Si limita la vida diaria, se puede tratar
En caso de temblor esencial, existen medicamentos específicos. Se utilizan en los casos en los que estos movimientos son incontrolables y limitan la vida diaria.
Solemos preferir aquellos que actúan calmando el sistema cardiovascular (como el propranolol, que es un antihipertensivo); o calmando los procesos del sistema nervioso (como ocurre con la imientodona, que es un anticonvulsivo). Por tanto, es habitual que tras su toma aparezcan cansancio, mareos o bajadas de tensión.
Como segunda línea se eligen los antiepilépticos. más avanzados (topiramato o gabapentina), que relajarán aún más el sistema nervioso y muscular. En centros especializados se pueden realizar tratamientos similares a los que se practican en la enfermedad de Parkinson.

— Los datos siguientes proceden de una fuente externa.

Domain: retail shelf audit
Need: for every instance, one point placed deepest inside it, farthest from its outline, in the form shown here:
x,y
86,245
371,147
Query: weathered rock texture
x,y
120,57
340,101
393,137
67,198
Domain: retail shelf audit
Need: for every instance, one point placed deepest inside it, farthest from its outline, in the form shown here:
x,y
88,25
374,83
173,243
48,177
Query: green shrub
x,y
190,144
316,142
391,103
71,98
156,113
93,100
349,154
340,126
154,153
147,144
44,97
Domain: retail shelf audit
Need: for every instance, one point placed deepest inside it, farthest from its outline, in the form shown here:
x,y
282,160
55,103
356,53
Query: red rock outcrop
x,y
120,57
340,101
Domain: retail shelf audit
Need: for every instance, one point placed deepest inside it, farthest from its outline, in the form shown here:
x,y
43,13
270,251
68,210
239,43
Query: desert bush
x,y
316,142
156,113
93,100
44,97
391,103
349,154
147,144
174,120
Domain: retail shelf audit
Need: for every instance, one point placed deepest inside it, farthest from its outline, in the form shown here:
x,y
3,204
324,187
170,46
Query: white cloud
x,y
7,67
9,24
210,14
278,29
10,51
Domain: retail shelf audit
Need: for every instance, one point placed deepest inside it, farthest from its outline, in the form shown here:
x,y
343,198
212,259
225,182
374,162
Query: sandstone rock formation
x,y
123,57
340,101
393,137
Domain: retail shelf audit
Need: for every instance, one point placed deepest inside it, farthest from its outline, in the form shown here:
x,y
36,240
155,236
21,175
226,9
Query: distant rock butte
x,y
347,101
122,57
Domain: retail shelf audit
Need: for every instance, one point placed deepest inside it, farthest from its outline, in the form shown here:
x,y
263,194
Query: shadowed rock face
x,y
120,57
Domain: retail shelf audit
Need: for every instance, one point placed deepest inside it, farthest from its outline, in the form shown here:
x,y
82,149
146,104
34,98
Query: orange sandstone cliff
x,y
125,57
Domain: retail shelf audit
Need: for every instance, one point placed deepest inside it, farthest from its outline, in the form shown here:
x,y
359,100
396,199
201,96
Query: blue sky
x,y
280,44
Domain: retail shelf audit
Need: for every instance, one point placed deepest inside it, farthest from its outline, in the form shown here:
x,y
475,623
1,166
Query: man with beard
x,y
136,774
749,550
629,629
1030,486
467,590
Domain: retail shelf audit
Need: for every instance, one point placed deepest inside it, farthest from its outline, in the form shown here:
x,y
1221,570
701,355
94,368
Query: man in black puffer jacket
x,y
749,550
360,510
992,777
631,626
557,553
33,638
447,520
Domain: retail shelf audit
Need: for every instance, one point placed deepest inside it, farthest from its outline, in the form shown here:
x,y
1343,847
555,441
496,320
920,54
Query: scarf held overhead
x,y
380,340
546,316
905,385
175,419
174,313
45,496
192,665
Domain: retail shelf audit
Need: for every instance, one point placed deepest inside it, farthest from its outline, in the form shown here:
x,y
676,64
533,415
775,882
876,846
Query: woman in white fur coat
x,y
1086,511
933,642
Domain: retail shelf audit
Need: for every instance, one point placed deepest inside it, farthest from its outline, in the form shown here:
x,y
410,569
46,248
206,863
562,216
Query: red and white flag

La fisioterapia localizada puede ser parte de la terapia. Además de la medicación, el médico puede recomendar que la persona se someta a fisioterapia localizada y ejercicio con un médico rehabilitador. Junto a ello, es recomendable dormir bien, reducir la cafeína y disponer de mecanismos suficientes para reducir el estrés.